Danish footballer and manager (born 1959)

Henrik Jensen (/da/; born 25 October 1959) is a Danish former football player and manager. He managed Danish Superliga club Brøndby IF between 2010 and 2011, and Boldklubben Frem of the 2nd Division between 2012 and 2014.

Henrik Jensen is the father of former APOEL player Mike Jensen.

==Career==
Jensen spent his active career with Danish clubs Vanløse IF, Hvidovre IF, and Brøndby IF, winning the Danish championship with Brøndby. He played one game for the Denmark national football team in June 1982.

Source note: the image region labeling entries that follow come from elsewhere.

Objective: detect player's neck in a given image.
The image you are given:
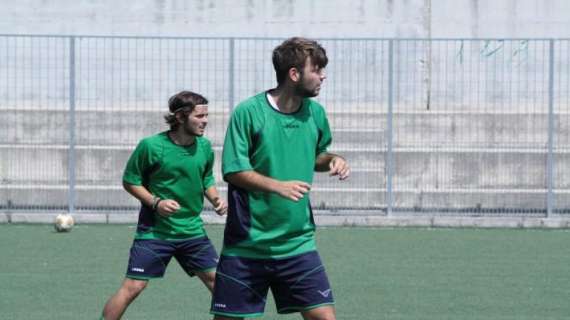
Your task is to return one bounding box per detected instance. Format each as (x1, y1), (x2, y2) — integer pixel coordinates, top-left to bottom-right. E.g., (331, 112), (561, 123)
(269, 87), (303, 113)
(168, 127), (196, 146)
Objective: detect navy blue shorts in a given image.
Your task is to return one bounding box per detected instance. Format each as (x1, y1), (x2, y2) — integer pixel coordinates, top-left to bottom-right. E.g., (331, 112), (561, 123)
(127, 237), (218, 279)
(210, 251), (334, 317)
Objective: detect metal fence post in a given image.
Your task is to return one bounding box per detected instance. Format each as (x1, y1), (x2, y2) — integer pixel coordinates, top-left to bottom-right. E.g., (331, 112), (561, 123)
(386, 39), (394, 216)
(546, 39), (555, 218)
(228, 38), (235, 113)
(67, 37), (76, 213)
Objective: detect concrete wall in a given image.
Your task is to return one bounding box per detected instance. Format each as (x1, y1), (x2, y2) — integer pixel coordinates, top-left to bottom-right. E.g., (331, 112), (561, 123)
(0, 0), (570, 38)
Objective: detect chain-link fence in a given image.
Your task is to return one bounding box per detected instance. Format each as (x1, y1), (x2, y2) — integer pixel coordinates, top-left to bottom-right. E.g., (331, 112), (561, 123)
(0, 35), (570, 216)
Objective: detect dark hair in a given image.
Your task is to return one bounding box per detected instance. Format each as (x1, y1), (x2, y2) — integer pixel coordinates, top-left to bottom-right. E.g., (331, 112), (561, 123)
(273, 37), (329, 84)
(164, 91), (208, 130)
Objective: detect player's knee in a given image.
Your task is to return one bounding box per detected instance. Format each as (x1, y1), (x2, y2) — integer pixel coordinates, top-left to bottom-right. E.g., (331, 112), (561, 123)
(303, 307), (336, 320)
(123, 279), (148, 299)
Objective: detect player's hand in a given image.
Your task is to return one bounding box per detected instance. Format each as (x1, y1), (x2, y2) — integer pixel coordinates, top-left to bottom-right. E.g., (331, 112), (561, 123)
(212, 198), (228, 216)
(329, 156), (350, 180)
(277, 180), (311, 202)
(156, 199), (180, 218)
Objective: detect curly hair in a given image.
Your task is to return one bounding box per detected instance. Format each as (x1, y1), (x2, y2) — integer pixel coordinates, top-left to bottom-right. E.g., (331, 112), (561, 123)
(273, 37), (329, 85)
(164, 91), (208, 130)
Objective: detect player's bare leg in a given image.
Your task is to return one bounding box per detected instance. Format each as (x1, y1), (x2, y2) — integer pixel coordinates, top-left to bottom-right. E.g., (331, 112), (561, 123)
(196, 271), (216, 292)
(103, 278), (148, 320)
(301, 306), (336, 320)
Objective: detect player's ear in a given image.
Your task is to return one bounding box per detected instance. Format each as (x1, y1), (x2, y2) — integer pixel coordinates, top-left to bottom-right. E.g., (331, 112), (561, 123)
(174, 112), (185, 124)
(288, 67), (301, 83)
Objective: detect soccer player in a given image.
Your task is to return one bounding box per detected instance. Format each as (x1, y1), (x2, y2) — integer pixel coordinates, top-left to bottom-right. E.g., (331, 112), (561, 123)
(211, 38), (350, 320)
(101, 91), (227, 320)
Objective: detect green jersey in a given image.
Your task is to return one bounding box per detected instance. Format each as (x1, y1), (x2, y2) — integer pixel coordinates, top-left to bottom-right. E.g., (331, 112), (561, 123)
(123, 132), (214, 240)
(222, 92), (331, 258)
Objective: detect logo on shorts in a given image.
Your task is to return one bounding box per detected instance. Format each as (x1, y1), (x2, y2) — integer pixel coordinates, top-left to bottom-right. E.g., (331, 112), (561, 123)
(317, 289), (332, 298)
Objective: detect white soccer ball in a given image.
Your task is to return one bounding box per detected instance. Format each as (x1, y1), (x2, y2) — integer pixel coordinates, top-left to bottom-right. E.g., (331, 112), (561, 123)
(53, 213), (75, 232)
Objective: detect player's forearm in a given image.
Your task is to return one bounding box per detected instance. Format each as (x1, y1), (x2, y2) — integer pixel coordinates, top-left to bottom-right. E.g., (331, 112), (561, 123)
(315, 152), (340, 172)
(123, 182), (154, 207)
(226, 170), (280, 192)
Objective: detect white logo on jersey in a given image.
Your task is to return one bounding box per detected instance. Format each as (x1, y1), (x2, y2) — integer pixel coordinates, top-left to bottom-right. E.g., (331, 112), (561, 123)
(317, 289), (332, 298)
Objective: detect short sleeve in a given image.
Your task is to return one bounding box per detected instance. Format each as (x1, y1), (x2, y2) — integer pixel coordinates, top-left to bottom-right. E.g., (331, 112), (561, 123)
(222, 107), (253, 179)
(123, 140), (151, 185)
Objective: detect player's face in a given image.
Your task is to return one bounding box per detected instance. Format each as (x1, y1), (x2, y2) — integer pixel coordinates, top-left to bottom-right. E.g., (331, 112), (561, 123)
(295, 58), (326, 98)
(182, 104), (208, 137)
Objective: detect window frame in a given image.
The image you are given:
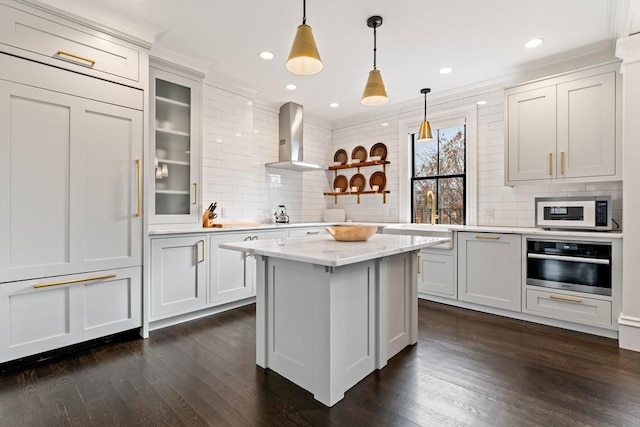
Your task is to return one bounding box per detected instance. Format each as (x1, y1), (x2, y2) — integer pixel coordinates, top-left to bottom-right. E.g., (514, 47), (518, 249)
(407, 126), (469, 225)
(398, 103), (478, 227)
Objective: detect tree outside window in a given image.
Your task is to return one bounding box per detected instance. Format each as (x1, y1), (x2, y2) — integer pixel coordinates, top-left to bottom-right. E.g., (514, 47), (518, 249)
(411, 125), (466, 224)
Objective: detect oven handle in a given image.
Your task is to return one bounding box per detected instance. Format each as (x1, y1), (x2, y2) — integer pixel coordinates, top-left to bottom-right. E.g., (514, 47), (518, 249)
(527, 254), (609, 265)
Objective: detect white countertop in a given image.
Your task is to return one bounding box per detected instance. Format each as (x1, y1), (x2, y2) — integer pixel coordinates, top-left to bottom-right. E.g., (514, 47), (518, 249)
(220, 234), (451, 267)
(149, 222), (622, 239)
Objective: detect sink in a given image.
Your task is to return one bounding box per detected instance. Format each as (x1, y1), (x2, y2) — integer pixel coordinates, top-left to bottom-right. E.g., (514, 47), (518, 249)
(382, 223), (462, 250)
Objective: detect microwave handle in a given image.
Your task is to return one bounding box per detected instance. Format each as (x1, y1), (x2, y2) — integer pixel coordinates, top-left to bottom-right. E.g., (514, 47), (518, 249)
(527, 254), (609, 265)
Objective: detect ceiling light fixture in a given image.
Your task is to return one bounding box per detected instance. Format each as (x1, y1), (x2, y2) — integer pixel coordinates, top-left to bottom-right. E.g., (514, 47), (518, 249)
(524, 38), (544, 49)
(285, 0), (324, 76)
(360, 16), (389, 107)
(417, 88), (433, 141)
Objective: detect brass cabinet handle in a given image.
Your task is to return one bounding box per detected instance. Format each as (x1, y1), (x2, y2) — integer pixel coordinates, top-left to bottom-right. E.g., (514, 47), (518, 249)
(476, 234), (500, 240)
(33, 273), (116, 289)
(549, 295), (582, 304)
(198, 240), (205, 264)
(56, 50), (96, 67)
(193, 182), (198, 205)
(136, 159), (142, 216)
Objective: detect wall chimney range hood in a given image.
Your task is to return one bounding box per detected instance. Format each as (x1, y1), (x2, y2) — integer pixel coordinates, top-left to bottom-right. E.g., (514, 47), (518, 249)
(265, 102), (324, 172)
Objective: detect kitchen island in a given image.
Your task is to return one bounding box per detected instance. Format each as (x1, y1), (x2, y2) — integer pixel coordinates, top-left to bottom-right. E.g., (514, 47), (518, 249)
(220, 234), (450, 406)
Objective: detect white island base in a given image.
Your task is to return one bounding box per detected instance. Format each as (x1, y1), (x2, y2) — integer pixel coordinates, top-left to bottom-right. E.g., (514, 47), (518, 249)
(256, 253), (418, 406)
(220, 235), (450, 406)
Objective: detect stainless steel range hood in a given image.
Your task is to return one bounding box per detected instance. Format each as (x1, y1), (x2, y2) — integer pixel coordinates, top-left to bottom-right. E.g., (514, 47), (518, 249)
(265, 102), (324, 172)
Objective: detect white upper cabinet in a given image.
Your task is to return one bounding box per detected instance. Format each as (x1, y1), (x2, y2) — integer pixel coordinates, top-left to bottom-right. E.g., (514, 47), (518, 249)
(505, 64), (622, 185)
(0, 54), (143, 282)
(149, 61), (202, 225)
(0, 2), (146, 88)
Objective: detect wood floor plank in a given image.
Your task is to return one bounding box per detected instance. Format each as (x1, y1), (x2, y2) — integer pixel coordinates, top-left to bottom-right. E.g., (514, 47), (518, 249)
(0, 301), (640, 427)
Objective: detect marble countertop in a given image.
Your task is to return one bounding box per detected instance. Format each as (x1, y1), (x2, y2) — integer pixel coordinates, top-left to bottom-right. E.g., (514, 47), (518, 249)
(220, 234), (451, 267)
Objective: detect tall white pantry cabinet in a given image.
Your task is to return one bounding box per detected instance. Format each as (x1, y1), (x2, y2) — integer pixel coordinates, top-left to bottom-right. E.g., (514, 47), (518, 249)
(0, 0), (148, 363)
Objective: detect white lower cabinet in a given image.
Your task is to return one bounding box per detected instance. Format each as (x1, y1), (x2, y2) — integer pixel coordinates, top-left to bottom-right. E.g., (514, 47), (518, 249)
(150, 235), (208, 321)
(458, 232), (522, 311)
(523, 289), (615, 329)
(418, 250), (458, 299)
(0, 267), (142, 363)
(209, 230), (288, 304)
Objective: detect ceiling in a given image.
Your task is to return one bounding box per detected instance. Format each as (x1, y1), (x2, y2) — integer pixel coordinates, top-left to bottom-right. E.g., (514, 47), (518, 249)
(67, 0), (635, 123)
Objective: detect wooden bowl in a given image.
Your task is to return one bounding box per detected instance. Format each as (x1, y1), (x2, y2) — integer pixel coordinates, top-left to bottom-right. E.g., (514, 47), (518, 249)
(327, 225), (378, 242)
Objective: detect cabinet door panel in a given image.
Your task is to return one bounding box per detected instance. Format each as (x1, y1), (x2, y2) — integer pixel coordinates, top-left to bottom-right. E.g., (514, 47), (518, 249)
(558, 72), (616, 178)
(0, 81), (78, 281)
(507, 86), (556, 181)
(0, 267), (142, 363)
(458, 233), (522, 311)
(79, 102), (142, 268)
(151, 236), (207, 320)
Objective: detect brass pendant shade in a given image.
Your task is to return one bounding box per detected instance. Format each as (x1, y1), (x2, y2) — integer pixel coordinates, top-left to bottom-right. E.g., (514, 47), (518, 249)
(285, 24), (324, 76)
(285, 0), (324, 76)
(360, 16), (389, 107)
(416, 88), (433, 141)
(360, 70), (389, 107)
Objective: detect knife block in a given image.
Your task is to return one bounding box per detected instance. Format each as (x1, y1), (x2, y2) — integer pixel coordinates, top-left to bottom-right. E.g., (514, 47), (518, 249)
(202, 209), (213, 228)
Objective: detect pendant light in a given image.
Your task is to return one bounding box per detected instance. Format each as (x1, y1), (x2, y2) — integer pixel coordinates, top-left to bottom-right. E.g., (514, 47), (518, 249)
(417, 88), (433, 141)
(360, 16), (389, 107)
(285, 0), (324, 76)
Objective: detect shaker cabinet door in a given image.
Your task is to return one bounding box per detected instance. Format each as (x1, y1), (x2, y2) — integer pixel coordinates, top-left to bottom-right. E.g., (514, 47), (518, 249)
(0, 71), (143, 282)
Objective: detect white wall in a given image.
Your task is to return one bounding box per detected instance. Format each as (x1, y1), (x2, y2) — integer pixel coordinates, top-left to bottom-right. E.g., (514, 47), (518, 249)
(202, 84), (332, 222)
(203, 70), (622, 227)
(333, 89), (622, 227)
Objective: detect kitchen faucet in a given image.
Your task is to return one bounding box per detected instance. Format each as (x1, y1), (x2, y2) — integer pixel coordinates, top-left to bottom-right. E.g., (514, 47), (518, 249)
(424, 191), (438, 225)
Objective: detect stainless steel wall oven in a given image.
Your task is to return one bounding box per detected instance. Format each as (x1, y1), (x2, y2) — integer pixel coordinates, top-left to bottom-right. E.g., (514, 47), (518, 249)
(527, 239), (612, 296)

Jensen has managed Superliga clubs Køge Boldklub, Akademisk Boldklub, and AC Horsens, being relegated with all three clubs. On 26 March 2010 Brøndby IF officials hired the coach to replace Kent Nielsen, who had been dismissed following the 1–3 home defeat against HB Køge the day before.

He was sacked as manager of Brøndby on 24 October 2011 following a miserable start of the 2011-12 season.

In June 2012 he was named new manager of Boldklubben Frem in the Danish 2nd Divisions. He left the club by mutual consent on 29 April 2014.